The compiler is MORE than smart enough to know what when you set a float or double to 0, you mean 0.0. When you set it to 27, you mean 27.0. What else could it possibly assume? 0 should mean 0.0000001??? 0.5? Read up on HOW the compiler interprets literals, rather than making (incorrect) assumptions.
Regards,
Ray L.

Can you manually figure out why Sample-2 would give incorrect result as pointed out by @robtillaart?

No I can't. I wrote this program and get the same answer not matter what. I must be missing something like brains.

unsigned int First_Number = 4000;
unsigned long Second_Number = 52100;
double Product_Of_Number1 = 0;
double Product_Of_Number2 = 0;
double Product_Of_Number3 = 0;
void setup()
{

Serial.begin(9600);
}
void loop()
{
Product_Of_Number1 = First_Number * Second_Number;
Serial.print("1 - "); 
Serial.print(Product_Of_Number1); //shows: 1 - 208400000.00 
Serial.print('\n'); 
Product_Of_Number2 = ((double)First_Number) * Second_Number;
Serial.print("2 - "); 
Serial.print(Product_Of_Number2); //shows: 2 - 208400000.00
Serial.print('\n');  
Product_Of_Number3 = ((double)First_Number * Second_Number);
Serial.print("3 - "); 
Serial.print(Product_Of_Number3); //shows: 3 - 208400000.00
Serial.print('\n');  

}

AWOL:
Zero doesn't have a fractional part, not even a really, really tiny one.

Its fractional part has zero length so to say

RayLivingston:
The compiler is MORE than smart enough to know what when you set a float or double to 0, you mean 0.0. When you set it to 27, you mean 27.0. What else could it possibly assume? 0 should mean 0.0000001??? 0.5? Read up on HOW the compiler interprets literals, rather than making (incorrect) assumptions.
Regards,
Ray L.

The IEE754 spec has a certain range of integer numbers it can represent exactly.

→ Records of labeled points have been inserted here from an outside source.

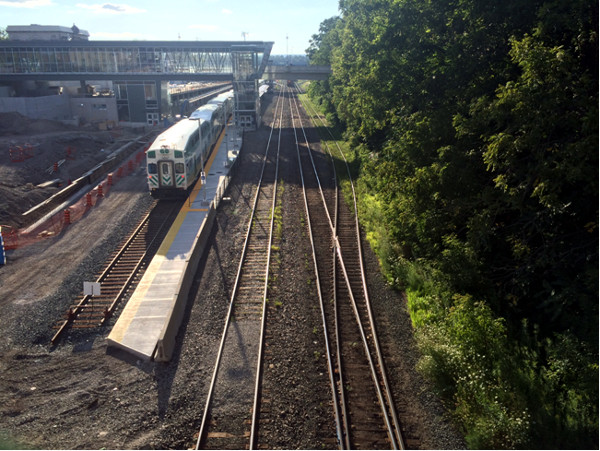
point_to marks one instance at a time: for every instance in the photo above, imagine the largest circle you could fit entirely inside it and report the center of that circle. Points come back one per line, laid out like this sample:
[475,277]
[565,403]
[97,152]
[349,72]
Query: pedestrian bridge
[297,72]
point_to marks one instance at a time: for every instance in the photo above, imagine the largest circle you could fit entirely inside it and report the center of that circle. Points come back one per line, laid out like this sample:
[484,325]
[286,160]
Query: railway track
[122,271]
[364,408]
[230,415]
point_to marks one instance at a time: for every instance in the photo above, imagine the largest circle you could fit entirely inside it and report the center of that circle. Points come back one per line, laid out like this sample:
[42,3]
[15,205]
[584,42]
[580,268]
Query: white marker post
[91,289]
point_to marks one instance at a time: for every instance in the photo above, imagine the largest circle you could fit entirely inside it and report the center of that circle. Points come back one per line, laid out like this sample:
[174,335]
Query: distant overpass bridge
[297,72]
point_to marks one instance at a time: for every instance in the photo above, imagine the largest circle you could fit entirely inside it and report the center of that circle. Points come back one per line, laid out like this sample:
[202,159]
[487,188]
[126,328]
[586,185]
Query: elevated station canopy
[162,60]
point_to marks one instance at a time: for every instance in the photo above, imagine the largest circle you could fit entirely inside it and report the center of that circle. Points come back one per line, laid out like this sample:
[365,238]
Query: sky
[289,23]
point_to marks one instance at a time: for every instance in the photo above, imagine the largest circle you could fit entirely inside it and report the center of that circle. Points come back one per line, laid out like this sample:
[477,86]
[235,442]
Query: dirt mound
[16,124]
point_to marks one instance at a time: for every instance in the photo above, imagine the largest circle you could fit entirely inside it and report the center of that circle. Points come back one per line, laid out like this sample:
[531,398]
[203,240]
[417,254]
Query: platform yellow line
[129,312]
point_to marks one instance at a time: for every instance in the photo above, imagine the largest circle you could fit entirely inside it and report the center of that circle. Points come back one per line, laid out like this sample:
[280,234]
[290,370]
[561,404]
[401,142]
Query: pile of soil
[29,149]
[81,395]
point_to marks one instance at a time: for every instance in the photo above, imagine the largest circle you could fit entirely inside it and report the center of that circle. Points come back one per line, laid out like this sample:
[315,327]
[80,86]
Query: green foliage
[475,127]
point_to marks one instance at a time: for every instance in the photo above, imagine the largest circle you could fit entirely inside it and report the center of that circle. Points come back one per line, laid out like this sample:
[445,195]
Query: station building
[54,72]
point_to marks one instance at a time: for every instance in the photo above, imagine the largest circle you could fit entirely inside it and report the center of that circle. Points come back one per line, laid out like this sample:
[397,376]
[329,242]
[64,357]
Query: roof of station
[198,60]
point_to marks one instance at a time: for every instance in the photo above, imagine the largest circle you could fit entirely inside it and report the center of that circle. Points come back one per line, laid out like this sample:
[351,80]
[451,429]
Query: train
[176,158]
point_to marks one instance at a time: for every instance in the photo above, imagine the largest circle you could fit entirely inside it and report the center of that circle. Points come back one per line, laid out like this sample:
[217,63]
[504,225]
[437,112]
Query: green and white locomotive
[177,156]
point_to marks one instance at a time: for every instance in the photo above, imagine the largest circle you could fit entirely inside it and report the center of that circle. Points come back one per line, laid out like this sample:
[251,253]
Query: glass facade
[140,70]
[100,59]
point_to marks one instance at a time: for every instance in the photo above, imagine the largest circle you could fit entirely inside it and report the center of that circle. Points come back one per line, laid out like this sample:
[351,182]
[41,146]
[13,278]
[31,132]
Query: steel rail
[341,433]
[366,291]
[257,385]
[205,415]
[394,432]
[106,273]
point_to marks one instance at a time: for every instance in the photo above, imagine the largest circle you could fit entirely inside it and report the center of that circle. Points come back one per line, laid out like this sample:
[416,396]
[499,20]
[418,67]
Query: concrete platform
[148,325]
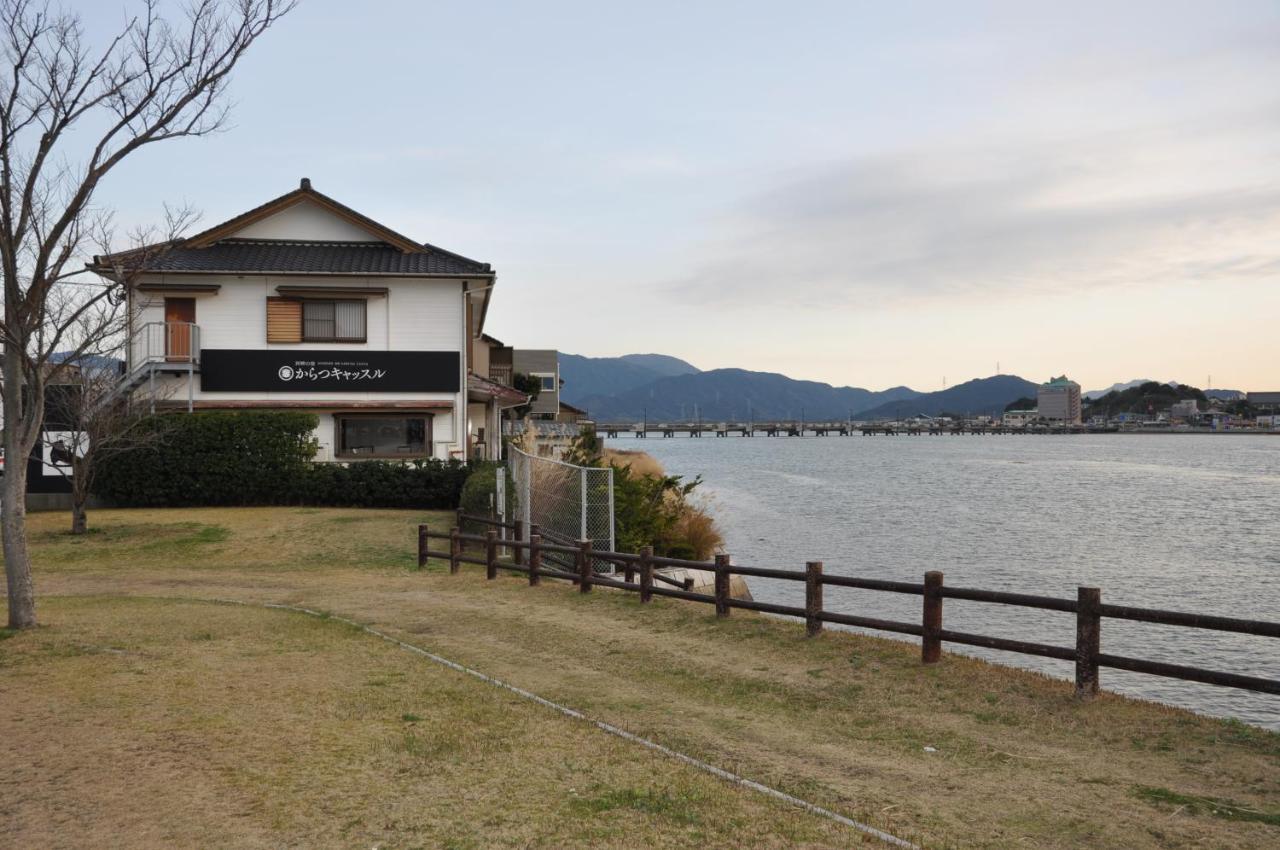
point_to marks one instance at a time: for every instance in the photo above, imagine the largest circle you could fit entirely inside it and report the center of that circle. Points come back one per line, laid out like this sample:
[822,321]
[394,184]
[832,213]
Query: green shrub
[263,457]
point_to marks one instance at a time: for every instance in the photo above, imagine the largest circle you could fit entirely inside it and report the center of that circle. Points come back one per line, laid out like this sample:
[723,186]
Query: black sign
[344,371]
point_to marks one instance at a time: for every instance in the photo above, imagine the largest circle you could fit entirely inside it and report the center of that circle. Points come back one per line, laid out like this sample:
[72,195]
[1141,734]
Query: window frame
[334,302]
[428,434]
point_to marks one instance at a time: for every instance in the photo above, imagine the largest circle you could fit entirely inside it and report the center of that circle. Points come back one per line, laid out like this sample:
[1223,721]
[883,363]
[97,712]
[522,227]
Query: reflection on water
[1165,521]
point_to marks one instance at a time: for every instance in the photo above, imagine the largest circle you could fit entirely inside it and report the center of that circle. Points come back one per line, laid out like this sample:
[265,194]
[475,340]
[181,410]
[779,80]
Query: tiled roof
[265,256]
[487,388]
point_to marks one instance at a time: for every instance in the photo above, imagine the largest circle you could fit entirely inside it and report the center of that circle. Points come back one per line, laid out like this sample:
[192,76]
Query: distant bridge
[641,430]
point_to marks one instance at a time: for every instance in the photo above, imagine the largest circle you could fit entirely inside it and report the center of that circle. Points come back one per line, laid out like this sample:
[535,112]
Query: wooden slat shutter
[283,320]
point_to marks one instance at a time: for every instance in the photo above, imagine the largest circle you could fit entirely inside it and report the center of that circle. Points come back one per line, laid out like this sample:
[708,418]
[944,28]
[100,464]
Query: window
[333,321]
[383,435]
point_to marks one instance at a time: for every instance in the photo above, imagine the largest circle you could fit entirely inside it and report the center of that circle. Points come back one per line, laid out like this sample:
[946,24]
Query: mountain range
[664,388]
[1221,394]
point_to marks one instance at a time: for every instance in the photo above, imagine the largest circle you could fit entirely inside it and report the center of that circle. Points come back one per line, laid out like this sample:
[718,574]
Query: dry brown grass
[696,526]
[842,720]
[159,723]
[639,462]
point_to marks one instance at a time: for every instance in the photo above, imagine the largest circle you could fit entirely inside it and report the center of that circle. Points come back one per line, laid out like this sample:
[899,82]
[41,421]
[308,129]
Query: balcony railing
[167,342]
[501,374]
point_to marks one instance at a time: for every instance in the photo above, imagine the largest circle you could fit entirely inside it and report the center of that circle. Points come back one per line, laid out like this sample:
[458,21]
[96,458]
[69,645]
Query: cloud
[1192,200]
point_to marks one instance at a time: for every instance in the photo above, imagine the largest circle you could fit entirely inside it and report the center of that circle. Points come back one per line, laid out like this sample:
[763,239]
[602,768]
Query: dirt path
[963,753]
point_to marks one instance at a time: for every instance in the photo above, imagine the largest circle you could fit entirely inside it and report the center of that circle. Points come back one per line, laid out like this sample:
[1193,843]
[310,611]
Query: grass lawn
[152,720]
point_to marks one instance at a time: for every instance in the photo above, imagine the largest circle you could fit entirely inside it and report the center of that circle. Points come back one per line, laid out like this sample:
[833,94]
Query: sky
[862,193]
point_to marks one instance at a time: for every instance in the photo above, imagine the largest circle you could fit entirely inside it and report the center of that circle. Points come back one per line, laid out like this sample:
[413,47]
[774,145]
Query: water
[1184,522]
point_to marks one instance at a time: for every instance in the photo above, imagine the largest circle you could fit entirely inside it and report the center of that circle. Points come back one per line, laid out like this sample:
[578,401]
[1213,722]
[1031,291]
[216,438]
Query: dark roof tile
[266,256]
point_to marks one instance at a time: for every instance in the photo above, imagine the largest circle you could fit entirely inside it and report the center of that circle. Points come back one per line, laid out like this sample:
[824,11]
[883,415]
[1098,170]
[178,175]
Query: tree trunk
[17,563]
[13,508]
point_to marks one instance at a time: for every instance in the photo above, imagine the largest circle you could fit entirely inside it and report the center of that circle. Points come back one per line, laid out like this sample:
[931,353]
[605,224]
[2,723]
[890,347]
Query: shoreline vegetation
[265,727]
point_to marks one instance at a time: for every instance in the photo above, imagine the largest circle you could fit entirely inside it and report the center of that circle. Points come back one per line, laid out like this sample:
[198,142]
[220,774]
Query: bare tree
[88,421]
[69,114]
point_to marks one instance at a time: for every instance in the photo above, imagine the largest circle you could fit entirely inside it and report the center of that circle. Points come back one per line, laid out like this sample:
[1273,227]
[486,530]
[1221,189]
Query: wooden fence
[639,575]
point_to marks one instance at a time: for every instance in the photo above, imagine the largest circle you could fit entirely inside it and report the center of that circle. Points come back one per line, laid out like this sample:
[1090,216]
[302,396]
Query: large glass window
[333,320]
[383,435]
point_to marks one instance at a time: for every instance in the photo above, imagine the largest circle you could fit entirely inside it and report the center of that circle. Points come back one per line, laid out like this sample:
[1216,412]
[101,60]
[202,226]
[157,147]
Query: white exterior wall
[416,314]
[305,222]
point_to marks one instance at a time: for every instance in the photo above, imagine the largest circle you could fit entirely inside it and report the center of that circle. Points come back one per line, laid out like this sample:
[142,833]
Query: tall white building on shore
[1059,401]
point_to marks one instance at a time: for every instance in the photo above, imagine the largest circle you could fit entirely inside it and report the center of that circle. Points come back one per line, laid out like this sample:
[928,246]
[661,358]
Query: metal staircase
[163,348]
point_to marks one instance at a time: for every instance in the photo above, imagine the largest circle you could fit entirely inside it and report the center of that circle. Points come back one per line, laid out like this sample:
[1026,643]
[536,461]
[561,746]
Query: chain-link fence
[566,502]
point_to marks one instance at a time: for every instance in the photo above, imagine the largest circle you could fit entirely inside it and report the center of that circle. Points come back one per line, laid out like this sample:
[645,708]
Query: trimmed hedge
[263,457]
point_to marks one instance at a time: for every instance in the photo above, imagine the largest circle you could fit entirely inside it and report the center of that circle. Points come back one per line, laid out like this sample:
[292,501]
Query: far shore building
[1018,417]
[1267,402]
[1059,401]
[304,304]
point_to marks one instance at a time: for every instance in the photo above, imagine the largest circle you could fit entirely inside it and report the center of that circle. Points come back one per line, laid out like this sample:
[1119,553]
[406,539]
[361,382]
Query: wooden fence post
[647,574]
[931,644]
[1088,641]
[535,557]
[813,598]
[722,585]
[584,566]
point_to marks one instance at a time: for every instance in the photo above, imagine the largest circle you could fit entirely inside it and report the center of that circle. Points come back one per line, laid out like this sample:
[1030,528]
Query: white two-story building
[304,304]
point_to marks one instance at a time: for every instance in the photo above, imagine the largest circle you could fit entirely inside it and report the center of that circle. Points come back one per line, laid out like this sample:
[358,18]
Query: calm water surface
[1187,522]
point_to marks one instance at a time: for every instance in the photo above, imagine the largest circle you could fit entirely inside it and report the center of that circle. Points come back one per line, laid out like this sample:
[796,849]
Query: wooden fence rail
[640,576]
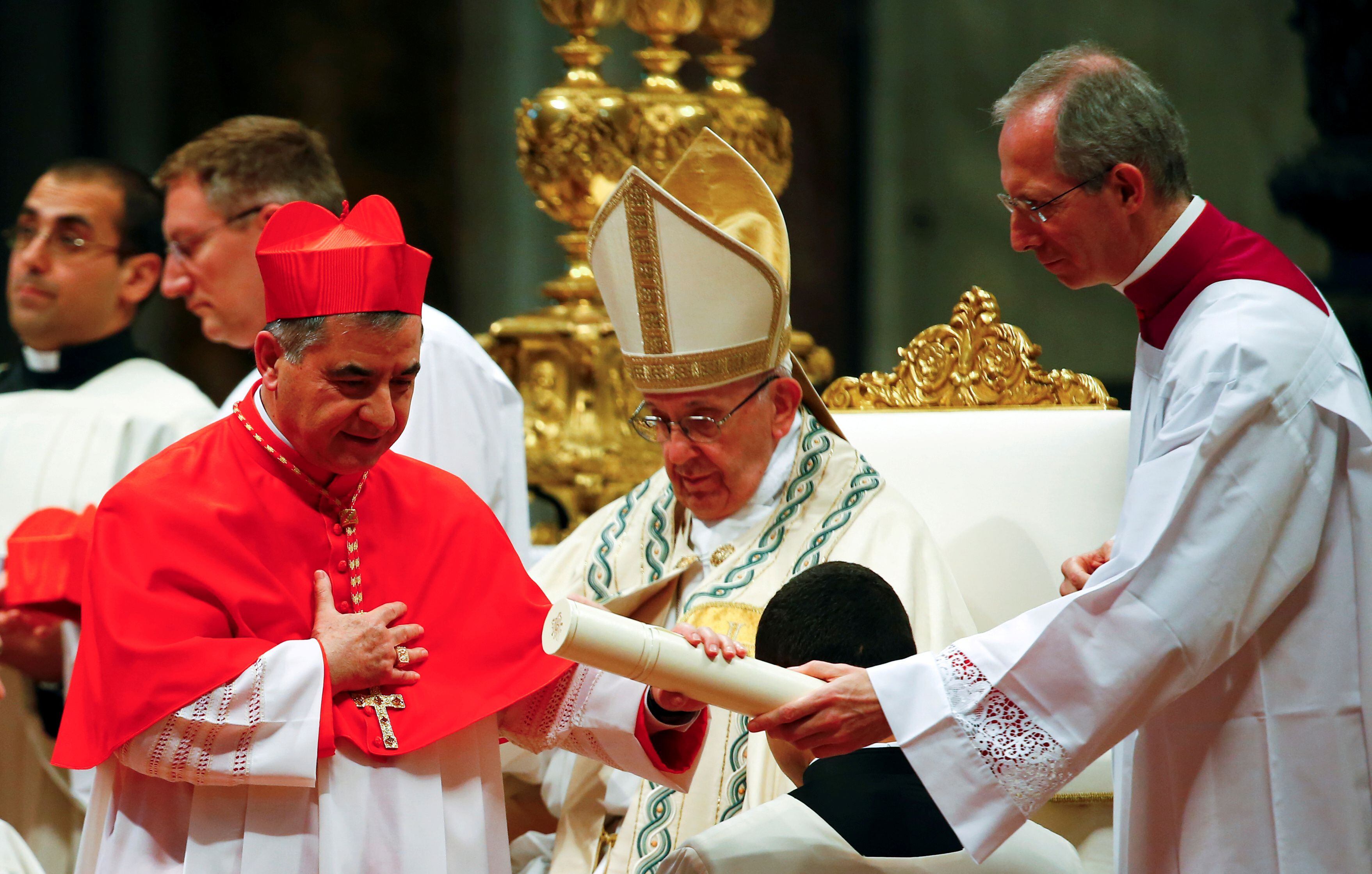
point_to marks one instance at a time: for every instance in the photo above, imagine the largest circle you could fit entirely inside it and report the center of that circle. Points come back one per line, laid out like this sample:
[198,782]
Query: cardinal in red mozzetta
[301,650]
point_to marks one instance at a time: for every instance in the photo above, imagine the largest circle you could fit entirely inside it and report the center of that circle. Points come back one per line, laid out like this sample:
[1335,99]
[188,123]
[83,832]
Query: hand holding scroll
[837,718]
[714,644]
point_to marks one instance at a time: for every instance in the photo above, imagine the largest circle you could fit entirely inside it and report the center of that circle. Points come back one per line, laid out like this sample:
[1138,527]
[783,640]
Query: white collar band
[1168,240]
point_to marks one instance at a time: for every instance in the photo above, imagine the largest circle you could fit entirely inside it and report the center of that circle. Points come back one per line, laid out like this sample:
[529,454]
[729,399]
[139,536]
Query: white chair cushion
[1009,496]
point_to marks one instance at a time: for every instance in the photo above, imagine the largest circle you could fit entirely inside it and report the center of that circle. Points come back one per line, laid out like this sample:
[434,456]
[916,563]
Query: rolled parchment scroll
[662,659]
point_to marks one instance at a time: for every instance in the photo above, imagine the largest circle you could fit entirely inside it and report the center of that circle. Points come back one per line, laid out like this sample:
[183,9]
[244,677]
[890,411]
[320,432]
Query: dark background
[386,83]
[887,209]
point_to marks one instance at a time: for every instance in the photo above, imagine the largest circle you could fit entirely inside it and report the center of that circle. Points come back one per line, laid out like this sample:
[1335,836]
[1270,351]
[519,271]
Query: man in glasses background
[79,409]
[756,485]
[221,189]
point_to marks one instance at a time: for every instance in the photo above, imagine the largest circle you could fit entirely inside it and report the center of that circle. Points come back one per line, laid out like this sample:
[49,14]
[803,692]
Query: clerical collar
[707,537]
[257,402]
[1165,245]
[71,367]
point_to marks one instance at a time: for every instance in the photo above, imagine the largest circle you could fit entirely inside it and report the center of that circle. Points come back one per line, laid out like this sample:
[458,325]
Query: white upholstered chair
[1014,470]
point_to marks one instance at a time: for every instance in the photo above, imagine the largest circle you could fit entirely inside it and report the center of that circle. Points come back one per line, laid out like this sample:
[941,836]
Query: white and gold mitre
[695,272]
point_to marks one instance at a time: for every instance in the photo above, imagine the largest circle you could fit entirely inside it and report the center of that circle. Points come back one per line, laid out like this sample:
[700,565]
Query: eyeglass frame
[76,246]
[719,423]
[178,250]
[1014,205]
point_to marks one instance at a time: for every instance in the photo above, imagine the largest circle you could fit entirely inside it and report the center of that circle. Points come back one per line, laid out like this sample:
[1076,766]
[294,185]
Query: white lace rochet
[1028,762]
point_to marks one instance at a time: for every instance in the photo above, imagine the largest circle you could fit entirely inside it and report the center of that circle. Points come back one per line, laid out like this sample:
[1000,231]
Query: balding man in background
[1224,639]
[221,189]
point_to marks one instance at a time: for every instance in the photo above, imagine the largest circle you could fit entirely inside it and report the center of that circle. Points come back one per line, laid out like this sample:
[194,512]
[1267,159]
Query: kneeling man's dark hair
[839,612]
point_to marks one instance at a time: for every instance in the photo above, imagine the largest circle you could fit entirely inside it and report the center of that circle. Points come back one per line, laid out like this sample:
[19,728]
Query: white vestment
[1228,640]
[234,781]
[16,857]
[466,418]
[787,837]
[66,448]
[648,557]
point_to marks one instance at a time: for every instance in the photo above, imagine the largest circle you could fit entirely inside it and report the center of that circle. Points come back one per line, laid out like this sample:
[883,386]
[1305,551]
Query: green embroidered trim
[738,765]
[599,575]
[863,484]
[814,445]
[659,807]
[658,548]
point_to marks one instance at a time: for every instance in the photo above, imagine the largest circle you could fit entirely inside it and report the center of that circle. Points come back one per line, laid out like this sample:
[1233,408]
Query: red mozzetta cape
[203,559]
[1212,250]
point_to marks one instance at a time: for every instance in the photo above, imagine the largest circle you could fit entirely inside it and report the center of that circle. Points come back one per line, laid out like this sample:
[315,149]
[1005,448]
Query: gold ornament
[746,121]
[976,360]
[666,117]
[573,138]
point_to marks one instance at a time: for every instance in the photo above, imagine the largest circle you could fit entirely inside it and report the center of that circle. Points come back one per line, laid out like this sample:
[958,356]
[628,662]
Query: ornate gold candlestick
[575,141]
[666,117]
[976,360]
[746,121]
[573,138]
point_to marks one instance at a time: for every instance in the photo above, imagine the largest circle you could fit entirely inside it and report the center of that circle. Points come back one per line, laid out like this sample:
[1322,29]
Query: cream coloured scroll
[662,659]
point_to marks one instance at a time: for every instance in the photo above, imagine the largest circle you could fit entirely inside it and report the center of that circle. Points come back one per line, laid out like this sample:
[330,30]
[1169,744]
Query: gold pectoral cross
[381,706]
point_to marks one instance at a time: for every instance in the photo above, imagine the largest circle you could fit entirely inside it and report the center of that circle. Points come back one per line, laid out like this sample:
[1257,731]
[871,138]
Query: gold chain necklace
[348,519]
[348,515]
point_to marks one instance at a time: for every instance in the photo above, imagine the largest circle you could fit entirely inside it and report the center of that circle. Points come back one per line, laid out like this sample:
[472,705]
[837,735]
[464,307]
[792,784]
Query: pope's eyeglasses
[186,249]
[64,243]
[696,429]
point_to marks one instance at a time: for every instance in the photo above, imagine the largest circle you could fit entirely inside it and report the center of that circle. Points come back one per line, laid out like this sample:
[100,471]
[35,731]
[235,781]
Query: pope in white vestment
[467,419]
[65,447]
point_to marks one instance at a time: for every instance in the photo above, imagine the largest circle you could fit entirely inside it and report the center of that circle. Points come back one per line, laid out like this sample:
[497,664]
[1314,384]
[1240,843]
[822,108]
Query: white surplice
[65,448]
[466,418]
[232,781]
[1227,645]
[787,837]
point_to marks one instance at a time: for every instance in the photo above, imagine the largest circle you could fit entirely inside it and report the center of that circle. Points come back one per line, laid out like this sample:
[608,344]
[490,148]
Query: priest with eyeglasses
[756,485]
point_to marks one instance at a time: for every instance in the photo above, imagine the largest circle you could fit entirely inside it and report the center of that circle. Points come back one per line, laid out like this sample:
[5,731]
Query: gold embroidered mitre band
[695,272]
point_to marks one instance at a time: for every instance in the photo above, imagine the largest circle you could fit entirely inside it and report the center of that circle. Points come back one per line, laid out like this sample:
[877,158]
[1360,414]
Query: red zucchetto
[317,264]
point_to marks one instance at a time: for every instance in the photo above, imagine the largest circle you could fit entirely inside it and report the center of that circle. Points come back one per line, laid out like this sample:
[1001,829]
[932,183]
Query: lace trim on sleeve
[197,737]
[1028,762]
[552,717]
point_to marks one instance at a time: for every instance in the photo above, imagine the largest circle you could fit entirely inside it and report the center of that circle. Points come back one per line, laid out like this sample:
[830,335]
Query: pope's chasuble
[637,557]
[199,693]
[466,418]
[1228,640]
[72,423]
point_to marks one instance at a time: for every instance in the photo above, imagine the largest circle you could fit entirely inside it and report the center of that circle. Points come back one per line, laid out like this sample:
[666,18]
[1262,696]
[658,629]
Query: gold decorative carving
[759,131]
[580,448]
[575,141]
[665,117]
[976,360]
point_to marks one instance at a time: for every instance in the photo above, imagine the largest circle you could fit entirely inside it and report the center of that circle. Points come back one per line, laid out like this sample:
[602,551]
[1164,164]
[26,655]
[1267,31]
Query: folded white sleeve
[593,714]
[263,728]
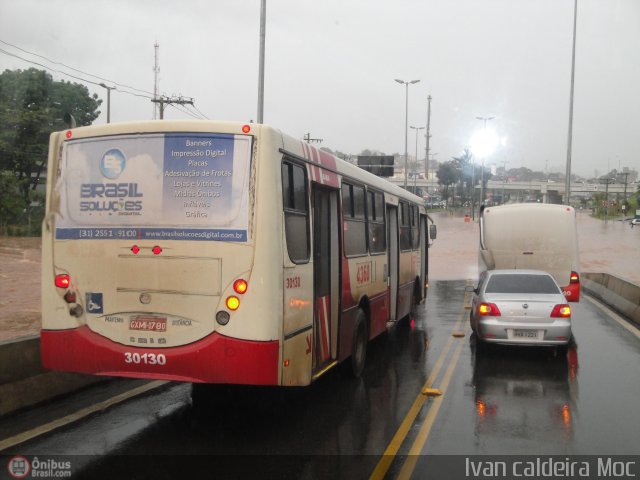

If you use a float as an index in a for loop small deltas in the last significant digit can add up (or sub down or both) resulting in just an extra iteration or in one less. Similar type of problem occurs when you compare two floats for equality, although they might print the same value they are not necessary equal.

Can you manually figure out why Sample-2 would give incorrect result as pointed out by @robtillaart?

No I can't.

/--------sample 2----------------------

unsigned int First_Number = 4000;
  unsigned int Second_Number = 52100;
  double Product_Of_Numbers = 0;

Product_Of_Numbers = First_Number * Second_Number;

Since "first_number" and "second_number" are both of type "unsigned int", the calculation on the right side of the equals sign is also done in "unsigned int"-sized registers (16bits on AVR), this overflows and results in an incorrect answer BEFORE the code gets around to assigning the result to the "double."
You have to give the compiler instructions to change at least one of the values on the right to a big-enough type BEFORE doing the calculation:

Product_Of_Numbers = (unsigned long)First_Number * Second_Number;

at least one of the values on the right to a big-enough type BEFORE doing the calculation:

So that is why my reply #14 works. Thanks westfw for making it simple for me to understand.

What are you really trying to do that you care about this so much?
How much number-crunching do you intend to do?